Last Comment Bug 724129 - crash in nsXBLDocumentInfo::cycleCollection::Traverse (caused by addons?)
: crash in nsXBLDocumentInfo::cycleCollection::Traverse (caused by addons?)
Status: RESOLVED FIXED
: crash, reproducible, topcrash
Product: Core
Classification: Components
Component: XBL (show other bugs)
: 10 Branch
: All All
: -- critical with 1 vote (vote)
: mozilla10
Assigned To: Nobody; OK to take it and work on it
:
: Andrew Overholt [:overholt]
Mentors:
: 724267 (view as bug list)
Depends on:
Blocks: 469267
  Show dependency treegraph
 
Reported: 2012-02-03 15:14 PST by Andrew McCreight [:mccr8]
Modified: 2012-02-13 05:05 PST (History)
14 users (show)
See Also:
Crash Signature:
QA Whiteboard:
Iteration: ---
Points: ---
Has Regression Range: ---
Has STR: ---
+


Attachments
Some Toolbar Correlations (13.71 KB, text/html)
2012-02-04 08:41 PST, Marcia Knous [:marcia - use ni]
no flags Details

Description Andrew McCreight [:mccr8] 2012-02-03 15:14:28 PST
NoteXPCOMChild is showing up as the top crash in 10, after the giant pile of empty stacks.  If I am reading this right, it is about 18.7% of crashes in 10.  It was about 2% of crashes in 10b3, 5% in 10 beta5 and 12% in beta 6.

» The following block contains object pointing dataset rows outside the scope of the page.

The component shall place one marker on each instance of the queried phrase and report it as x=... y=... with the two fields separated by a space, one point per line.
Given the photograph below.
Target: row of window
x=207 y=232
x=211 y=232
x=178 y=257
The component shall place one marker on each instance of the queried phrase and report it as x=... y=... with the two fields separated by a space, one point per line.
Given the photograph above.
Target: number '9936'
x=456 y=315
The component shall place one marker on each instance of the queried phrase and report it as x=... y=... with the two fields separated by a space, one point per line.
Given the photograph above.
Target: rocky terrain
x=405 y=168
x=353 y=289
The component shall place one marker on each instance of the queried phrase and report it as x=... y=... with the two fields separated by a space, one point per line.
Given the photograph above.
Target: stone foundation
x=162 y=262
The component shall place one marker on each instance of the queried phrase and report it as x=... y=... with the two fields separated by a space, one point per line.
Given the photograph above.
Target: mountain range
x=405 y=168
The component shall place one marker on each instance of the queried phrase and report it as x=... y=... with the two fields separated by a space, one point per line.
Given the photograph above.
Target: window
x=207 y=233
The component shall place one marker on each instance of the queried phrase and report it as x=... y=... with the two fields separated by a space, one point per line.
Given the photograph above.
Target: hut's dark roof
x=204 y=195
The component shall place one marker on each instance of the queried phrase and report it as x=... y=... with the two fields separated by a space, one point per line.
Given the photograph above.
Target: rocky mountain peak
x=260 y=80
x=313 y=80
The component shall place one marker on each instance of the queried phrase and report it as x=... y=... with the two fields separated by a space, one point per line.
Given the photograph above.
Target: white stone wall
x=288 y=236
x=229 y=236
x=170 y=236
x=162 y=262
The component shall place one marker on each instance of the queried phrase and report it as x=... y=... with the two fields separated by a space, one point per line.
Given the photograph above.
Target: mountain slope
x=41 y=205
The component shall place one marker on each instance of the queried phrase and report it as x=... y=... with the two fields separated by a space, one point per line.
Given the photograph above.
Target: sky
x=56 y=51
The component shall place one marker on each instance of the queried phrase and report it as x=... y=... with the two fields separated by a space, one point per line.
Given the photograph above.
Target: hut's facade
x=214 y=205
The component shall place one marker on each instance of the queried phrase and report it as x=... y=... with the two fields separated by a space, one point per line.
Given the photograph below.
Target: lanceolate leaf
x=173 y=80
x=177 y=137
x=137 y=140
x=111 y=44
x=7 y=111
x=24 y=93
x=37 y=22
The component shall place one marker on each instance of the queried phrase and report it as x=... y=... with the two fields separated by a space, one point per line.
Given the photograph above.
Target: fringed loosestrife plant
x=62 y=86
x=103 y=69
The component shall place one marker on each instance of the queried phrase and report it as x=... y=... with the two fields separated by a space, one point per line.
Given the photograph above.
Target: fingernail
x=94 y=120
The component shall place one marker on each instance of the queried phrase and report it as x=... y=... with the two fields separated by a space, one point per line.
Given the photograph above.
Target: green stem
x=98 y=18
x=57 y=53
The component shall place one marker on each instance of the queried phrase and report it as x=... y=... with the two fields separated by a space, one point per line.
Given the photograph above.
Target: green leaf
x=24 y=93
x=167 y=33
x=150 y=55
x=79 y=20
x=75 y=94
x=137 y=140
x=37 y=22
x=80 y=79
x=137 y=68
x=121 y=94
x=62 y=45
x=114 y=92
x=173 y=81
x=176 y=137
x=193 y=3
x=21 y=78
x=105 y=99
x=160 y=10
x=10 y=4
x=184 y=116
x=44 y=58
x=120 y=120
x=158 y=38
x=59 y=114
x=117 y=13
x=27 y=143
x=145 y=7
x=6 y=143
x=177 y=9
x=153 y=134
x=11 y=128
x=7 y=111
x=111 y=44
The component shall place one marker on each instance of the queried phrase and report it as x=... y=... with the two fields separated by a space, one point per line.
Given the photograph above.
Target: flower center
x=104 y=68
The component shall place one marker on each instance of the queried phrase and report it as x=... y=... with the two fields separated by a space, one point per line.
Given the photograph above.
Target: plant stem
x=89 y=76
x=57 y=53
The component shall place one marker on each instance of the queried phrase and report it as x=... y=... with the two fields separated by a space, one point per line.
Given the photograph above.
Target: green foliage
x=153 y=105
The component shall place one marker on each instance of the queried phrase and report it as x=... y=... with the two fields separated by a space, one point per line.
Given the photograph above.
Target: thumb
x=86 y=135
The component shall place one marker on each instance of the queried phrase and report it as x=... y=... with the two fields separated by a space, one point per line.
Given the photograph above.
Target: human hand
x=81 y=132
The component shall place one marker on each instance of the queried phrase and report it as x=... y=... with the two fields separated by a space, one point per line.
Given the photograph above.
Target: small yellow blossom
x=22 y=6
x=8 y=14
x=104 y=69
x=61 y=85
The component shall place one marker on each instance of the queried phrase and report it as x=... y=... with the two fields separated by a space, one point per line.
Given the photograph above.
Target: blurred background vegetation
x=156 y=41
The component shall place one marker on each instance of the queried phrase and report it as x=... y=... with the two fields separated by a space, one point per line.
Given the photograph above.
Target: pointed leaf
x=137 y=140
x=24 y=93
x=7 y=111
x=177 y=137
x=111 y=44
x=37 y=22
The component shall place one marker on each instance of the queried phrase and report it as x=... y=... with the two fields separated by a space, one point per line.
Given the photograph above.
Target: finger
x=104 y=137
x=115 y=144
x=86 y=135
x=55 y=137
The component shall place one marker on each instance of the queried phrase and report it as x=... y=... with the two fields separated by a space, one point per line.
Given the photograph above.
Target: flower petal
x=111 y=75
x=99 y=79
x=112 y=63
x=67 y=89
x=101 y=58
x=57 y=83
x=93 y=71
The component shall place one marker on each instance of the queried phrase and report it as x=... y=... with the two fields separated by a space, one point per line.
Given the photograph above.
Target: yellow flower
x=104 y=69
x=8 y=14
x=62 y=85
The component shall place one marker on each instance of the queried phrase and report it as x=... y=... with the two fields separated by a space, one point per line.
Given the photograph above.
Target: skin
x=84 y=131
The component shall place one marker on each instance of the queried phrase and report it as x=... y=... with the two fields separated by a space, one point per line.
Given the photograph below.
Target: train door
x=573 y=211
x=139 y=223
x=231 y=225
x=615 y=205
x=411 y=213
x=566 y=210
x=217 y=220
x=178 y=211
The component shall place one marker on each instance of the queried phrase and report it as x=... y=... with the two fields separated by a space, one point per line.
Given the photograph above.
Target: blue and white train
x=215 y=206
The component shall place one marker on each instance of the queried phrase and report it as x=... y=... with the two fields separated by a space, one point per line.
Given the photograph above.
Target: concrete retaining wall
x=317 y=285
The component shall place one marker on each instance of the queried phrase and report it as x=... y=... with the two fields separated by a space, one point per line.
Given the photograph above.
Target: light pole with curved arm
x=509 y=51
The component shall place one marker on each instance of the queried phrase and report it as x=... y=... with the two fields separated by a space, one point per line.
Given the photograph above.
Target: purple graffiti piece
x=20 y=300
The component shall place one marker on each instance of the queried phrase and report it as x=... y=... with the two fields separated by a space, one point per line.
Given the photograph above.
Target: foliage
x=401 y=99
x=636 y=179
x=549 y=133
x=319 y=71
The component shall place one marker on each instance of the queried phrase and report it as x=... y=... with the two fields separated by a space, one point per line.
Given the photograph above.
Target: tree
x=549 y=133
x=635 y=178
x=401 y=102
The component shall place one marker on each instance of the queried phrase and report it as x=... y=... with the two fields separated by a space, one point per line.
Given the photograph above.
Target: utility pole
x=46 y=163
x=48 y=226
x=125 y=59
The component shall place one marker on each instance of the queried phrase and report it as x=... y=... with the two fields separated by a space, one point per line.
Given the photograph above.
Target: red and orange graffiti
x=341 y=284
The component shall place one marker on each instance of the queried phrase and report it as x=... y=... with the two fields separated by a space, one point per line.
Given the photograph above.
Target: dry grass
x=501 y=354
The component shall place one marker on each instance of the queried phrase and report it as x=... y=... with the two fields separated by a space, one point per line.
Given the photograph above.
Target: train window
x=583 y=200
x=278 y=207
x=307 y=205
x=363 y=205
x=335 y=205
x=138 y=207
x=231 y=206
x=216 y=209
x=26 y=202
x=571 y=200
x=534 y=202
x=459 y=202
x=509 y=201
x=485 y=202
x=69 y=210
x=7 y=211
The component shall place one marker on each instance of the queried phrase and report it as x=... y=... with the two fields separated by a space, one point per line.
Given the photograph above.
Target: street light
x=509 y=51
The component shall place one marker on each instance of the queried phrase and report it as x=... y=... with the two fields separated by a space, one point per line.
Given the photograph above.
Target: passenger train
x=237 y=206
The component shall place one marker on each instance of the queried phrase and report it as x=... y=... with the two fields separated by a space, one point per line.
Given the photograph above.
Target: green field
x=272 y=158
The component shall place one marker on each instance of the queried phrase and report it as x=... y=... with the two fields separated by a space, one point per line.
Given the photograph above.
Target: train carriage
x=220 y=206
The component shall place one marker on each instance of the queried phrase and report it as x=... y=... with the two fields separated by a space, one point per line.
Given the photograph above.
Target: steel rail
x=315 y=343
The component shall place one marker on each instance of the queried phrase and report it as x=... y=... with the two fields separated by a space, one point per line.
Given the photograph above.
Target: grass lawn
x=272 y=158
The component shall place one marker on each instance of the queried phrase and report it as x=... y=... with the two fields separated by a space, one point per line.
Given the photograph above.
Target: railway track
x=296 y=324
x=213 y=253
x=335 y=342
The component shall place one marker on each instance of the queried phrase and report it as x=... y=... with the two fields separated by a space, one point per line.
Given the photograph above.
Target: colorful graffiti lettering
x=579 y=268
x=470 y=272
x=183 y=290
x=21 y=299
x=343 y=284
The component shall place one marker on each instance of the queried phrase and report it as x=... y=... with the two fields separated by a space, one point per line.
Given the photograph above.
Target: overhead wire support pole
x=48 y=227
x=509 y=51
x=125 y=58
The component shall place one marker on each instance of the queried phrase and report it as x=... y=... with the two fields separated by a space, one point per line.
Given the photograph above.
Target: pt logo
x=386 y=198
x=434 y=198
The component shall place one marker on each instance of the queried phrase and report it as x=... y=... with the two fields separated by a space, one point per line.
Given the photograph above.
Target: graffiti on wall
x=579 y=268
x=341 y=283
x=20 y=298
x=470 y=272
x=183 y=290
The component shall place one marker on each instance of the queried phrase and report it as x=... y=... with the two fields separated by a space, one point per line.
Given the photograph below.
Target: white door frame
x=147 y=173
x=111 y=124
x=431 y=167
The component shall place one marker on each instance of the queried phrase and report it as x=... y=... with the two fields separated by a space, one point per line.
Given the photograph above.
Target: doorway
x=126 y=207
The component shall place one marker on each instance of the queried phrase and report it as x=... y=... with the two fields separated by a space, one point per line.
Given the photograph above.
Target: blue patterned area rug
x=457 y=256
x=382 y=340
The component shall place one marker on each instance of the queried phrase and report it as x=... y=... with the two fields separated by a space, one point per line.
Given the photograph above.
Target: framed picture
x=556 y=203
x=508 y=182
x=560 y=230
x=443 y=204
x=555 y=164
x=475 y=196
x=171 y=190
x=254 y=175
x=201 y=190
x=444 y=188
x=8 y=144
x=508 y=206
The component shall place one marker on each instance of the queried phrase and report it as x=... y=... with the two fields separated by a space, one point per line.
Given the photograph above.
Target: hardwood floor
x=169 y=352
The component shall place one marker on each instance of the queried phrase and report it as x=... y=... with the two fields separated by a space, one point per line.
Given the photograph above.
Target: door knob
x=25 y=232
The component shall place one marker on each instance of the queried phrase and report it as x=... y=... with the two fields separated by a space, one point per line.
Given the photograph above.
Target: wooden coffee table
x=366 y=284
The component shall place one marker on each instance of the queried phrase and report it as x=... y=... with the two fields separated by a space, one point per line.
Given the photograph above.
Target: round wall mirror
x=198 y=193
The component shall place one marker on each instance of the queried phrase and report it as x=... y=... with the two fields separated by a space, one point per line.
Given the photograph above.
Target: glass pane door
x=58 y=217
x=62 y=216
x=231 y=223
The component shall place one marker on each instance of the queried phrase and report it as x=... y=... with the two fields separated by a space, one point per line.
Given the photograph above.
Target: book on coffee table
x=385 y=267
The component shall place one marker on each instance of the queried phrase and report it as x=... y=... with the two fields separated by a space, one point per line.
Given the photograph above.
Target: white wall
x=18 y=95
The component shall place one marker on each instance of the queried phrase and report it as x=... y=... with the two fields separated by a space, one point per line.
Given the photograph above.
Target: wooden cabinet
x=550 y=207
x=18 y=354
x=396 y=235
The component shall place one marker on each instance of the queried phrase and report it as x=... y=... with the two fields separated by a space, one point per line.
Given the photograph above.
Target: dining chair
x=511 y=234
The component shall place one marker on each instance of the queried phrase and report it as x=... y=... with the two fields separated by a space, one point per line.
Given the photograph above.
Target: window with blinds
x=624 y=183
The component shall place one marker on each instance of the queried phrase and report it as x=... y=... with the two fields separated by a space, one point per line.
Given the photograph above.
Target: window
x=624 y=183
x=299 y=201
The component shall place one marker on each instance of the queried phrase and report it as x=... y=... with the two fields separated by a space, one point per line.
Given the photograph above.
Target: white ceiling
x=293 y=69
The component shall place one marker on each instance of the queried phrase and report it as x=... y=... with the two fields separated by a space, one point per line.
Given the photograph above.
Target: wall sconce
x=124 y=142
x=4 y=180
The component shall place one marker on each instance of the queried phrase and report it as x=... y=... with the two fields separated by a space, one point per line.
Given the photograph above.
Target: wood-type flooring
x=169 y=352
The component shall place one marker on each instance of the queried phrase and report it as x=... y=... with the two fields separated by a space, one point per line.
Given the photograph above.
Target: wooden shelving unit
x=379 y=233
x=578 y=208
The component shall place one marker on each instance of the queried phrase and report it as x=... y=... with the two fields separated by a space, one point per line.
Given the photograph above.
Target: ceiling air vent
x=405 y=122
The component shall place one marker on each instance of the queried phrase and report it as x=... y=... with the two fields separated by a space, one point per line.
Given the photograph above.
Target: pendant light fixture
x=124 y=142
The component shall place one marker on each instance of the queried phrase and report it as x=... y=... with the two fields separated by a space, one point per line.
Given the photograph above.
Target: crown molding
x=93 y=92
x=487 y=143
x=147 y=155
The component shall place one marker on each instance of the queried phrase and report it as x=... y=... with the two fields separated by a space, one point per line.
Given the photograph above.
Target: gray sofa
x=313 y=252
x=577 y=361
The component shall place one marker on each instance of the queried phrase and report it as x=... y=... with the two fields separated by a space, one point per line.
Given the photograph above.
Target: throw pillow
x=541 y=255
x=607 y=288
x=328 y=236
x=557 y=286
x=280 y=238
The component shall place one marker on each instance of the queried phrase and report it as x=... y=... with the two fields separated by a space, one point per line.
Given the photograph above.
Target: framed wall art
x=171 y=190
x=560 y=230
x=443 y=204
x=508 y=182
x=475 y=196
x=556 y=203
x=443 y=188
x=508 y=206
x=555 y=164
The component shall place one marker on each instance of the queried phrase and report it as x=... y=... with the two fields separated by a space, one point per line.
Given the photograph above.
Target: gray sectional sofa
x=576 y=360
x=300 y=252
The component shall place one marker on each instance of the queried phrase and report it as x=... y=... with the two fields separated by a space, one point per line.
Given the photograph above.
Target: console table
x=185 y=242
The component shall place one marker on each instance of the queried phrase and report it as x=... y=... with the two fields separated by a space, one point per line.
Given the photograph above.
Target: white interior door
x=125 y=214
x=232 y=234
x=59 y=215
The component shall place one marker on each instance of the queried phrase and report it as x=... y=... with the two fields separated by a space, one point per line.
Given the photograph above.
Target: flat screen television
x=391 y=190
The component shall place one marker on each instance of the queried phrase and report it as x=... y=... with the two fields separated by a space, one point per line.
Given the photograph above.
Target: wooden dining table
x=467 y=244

All the ones I've looked at look like this:

1 	xul.dll 	GCGraphBuilder::NoteXPCOMChild 	xpcom/base/nsCycleCollector.cpp:1710
2 	xul.dll 	TraverseBinding 	content/xbl/src/nsXBLPrototypeBinding.cpp:389
3 	xul.dll 	hashEnumerate 	xpcom/ds/nsHashtable.cpp:130
4 	xul.dll 	PL_DHashTableEnumerate 	obj-firefox/xpcom/build/pldhash.cpp:755
5 	xul.dll 	TraverseProtos 	content/xbl/src/nsXBLDocumentInfo.cpp:435
6 	xul.dll 	hashEnumerate 	xpcom/ds/nsHashtable.cpp:130
7 	xul.dll 	PL_DHashTableEnumerate 	obj-firefox/xpcom/build/pldhash.cpp:755
8 	xul.dll 	nsXBLDocumentInfo::cycleCollection::Traverse 	content/xbl/src/nsXBLDocumentInfo.cpp:473

Correlations suggest it may be addon related.
Comment 1 Andrew McCreight [:mccr8] 2012-02-03 15:15:37 PST
NoteXPCOMChild is only about 2% of crashes in 11, which kind of suggests it isn't a code change.  But who knows.
Comment 2 Andrew McCreight [:mccr8] 2012-02-03 15:37:01 PST
Looks like they are mostly happening within 15 seconds, so probably the first or second CC after startup.
Comment 3 Andrew McCreight [:mccr8] 2012-02-03 16:07:17 PST
Neal and bz: JST and I were looking over the XBL code, and it looks like Read/WritePrototypeBindings is new in 10 (bug 94199).  Is it possible that this could cause some kind of startup crash after upgrading from 9?
Comment 4 Boris Zbarsky [:bz] (still a bit busy) 2012-02-03 18:39:50 PST
Possible, sure...

None of the crashes I see have the stack from comment 0, though.  I do see some crashing from the NoteXPCOMChild(mBinding) call in nsXBLPrototypeBinding::Traverse.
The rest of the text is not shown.